ステップ5:運用サイクルを回す。 四半期の中で、週次のチェックイン(10分程度の進捗共有)と、四半期末のレビュー(振り返りと次期OKR設定)を行います。1on1面談の活用法を参考に、OKRの進捗確認を1on1に組み込むのが効果的です。
OKR運用で成果を出す4つのコツ
OKRを導入した企業が陥りやすい失敗を防ぎ、成果を出すための4つのコツを紹介します。
コツ1:OKRを人事評価に直結させない。 OKRの達成率を賞与や昇給に直接連動させると、挑戦的な目標を設定しなくなります。OKRは挑戦の方向性を示すもの、人事評価は別の基準で行うという切り分けが重要です。評価制度の設計を参考に、OKRと評価制度の関係を整理してください。
コツ2:週次のチェックインを欠かさない。 OKRは設定して終わりではありません。週1回10分のチェックインで、今週のKey Resultsの進捗と来週のアクションを共有します。このリズムがOKRを形骸化させない最大の仕掛けです。
コツ3:Objectiveを魅力的にする。 売上を20%上げるではなく業界の常識を変えるサービスを作るなど、チームがワクワクするObjectiveを設定します。数字はKey Resultsで追います。OKRのObjectiveは、チームの情熱に火をつける言葉である必要があります。
コツ4:OKRの数を絞る。 会社OKRは1つから2つ、チームOKRは2つから3つ、個人OKRは2つから3つが上限です。OKRが多すぎると注意が分散し、どれも中途半端になります。少ない数に絞ることで、集中と成果が生まれます。
OKR導入の成功事例
kotukotuが伴走支援したSaaS企業では、OKRの導入により営業チームのパフォーマンスが大きく向上しました。導入前は各営業担当が個別に目標を持ち、チーム全体の方向性がバラバラでした。
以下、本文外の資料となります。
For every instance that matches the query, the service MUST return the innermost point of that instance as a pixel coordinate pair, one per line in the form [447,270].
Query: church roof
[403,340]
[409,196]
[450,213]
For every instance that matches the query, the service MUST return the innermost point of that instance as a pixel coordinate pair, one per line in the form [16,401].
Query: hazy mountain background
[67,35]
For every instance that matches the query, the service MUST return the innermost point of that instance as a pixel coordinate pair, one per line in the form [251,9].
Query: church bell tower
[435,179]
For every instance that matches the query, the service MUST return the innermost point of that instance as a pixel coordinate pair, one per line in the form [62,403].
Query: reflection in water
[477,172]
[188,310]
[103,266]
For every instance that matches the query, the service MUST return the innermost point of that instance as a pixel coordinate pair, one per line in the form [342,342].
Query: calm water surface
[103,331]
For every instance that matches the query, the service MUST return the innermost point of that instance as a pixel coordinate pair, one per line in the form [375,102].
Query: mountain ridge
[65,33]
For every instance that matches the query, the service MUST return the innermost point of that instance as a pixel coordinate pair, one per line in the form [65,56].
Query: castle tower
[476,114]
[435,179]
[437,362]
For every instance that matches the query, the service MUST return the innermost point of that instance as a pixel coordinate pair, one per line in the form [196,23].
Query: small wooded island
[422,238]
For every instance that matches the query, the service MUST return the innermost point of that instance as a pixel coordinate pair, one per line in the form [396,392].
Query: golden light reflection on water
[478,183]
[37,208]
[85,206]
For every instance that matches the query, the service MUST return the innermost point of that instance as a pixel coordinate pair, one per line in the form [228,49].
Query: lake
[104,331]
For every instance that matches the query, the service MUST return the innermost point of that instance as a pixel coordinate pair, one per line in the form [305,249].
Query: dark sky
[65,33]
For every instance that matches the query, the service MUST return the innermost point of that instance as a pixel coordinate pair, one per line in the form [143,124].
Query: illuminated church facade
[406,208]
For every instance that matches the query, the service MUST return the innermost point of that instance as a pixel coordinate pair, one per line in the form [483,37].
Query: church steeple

OKRの導入で、チーム全体のObjectiveを既存顧客の成功を通じてMRRを拡大すると設定。Key Resultsとして、月次解約率を2%以下にする、既存顧客からのアップセル率を15%にする、顧客満足度スコアを80点以上にするの3つを置きました。
チーム全員が同じObjectiveに向かうことで、情報共有と協力が活性化。結果として**MRRが2倍、商談化率は25%から45%**に改善しました。OKRがチームの一体感を作り、個々の営業力だけでなく組織としての営業力を底上げした好例です。
OKRと他の目標管理手法の使い分け
OKR以外にも目標管理の手法は存在します。自社に最適な手法を選ぶために、主要な手法との違いを整理します。
**MBO(目標管理制度)**は、上司と部下が合意した目標の達成度を評価する手法です。MBOは達成可能な目標を設定するのが一般的で、人事評価との連動が前提です。安定的な業務管理には向いていますが、挑戦的な目標設定には不向きです。
KPI管理は、業務プロセスの効率性を測るための指標管理です。日常の業務オペレーションを改善するのに適していますが、組織の方向性を示す機能は弱い。OKRとKPIは競合するものではなく、OKRで方向性を示し、KPIで日常業務を管理するという使い分けが理想的です。
**バランスト・スコアカード(BSC)**は、財務、顧客、業務プロセス、学習と成長の4つの視点で組織の戦略を管理する手法です。包括的ですが導入・運用のハードルが高く、中小企業にはOKRのほうがシンプルで取り組みやすいです。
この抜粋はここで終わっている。